Step 2: Train the QSAR model

Step 2: Next, in the project homepage, go to the QSAR tab and click on the New QSAR box. On the following page, name this predictor as “Lead_optimization_predictor” (or any other name) and click Next to go to the next page. Go to the "Targets" sub-tab and select the dataset Data_pi3k_mtor (created and uploaded in Step 2) in the dropdown menu for Dataset. In the adjacent Target dropdown menu, select the following objectives, and after each selection, click Add Target. 

• pKi IC50 Pi3K
• pKi IC50 mTor
• Water Solubility
• Caco2 permeability
• Total Clearance

A number of sliders corresponding to each objective will appear on the screen. Use these sliders to define the thresholds for each objective while ensuring that there are always molecules that fall in and out of the thresholds (indicated by Molecules In and Molecules Out). An alternative to using the sliders is directly entering the desired value in the min or max threshold boxes for each objective. For this example use case, set the following thresholds.

After setting the thresholds, click Save. Go back to the QSAR tab and the newly created  predictor should appear. Click on Run to train the models. Once completed, the progress bar will turn green, and two new buttons Test and See Results will appear.

Clicking on the See Results button will display the metrics curves for each model trained on each objective.
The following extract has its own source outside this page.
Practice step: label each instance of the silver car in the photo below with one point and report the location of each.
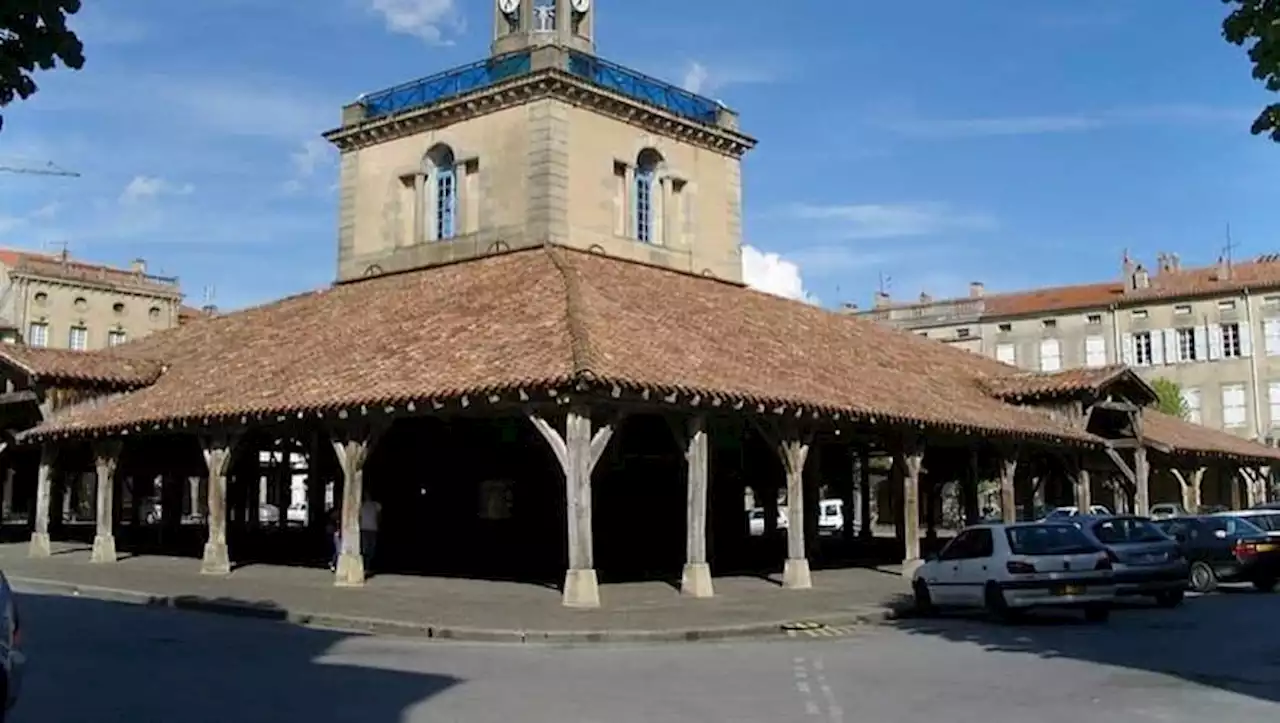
(12, 659)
These can be used to assess the performance or quality of the trained models. If any of the models are deemed unsatisfactory, this process can be redone, for instance with relaxed thresholds. Clicking on the Test button will allow the user to input an individual SMILES or a file of SMILES to be evaluated by model.

Step 3: Create the generator

Step 3: We will now set up and launch our generator. On the project homepage, go directly to the "Generators" tab and click on New Generator. Name the generator “Hit_growing_generator” (or any other name). Under "Generation Engine", select Fragment growing and click on Next.

On the following pages, specify the settings of the generator:

• Chemical Space: Check the box next to Data_pi3k_mtor dataset. This is the dataset that was created and uploaded in Step 2 (or in use-case 1) and which will be used to guide the generation with similarity to this chemical space.
• Exit Vectors: In the text field below "Enter SMILES", copy-paste the following SMILES:

Cc1ncnc(Cl)c1C#Cc1ccc(N)nc1

This is our hit intermediate.

We then need to select exit vector(s) for our intermediate. In the top panel showing the intermediate 2D structure, click on Set. The intermediate’s atoms are numbered. In the text box, type “6” and hit Enter. This selects the C-Cl bond as the exit vector in which the generator will plug fragments to generate new molecules, while keeping the intermediate’s structure intact (in particular, no fragment will be plugged to any of the other functional groups which are considered unreactive). Click Save.

If desired, an additional exit vector could also be selected in the same manner.

• QSAR: On the right-hand side of the Lead_optimization_predictor QSAR, select the following objectives: pKi IC50 PI3K, Water Solubility, Caco2 permeability, andTotal Clearance. Click on the Save button at the bottom of the page. The generation will be optimized on these objectives.

Go back to the "Generators" tab, and the newly set up generator will show up. Click on the Run button for this generator. The progress bar will indicate the status of generation.

Step 4: Explore the generated molecules

Step 4: while the generation is still running, you can visualize the generated molecules. In the Generators tab, clicking on the eye icon below “In Blueprint” will directly show you the molecules matching your specified blueprint. Use the Parallel Coordinates to show the generated molecules’s properties and select the molecules whose Iktos ranking is higher than 0.7 for example (this is done by dragging the mouse from 0.7 to 1 on the Iktos ranking scale).

You can then select the molecules, and export them as a .csv or add them to the cart to share them easily. You can also create a dataset from these molecules; such a dataset can then be used as a chemical space for the fine-tuning generator.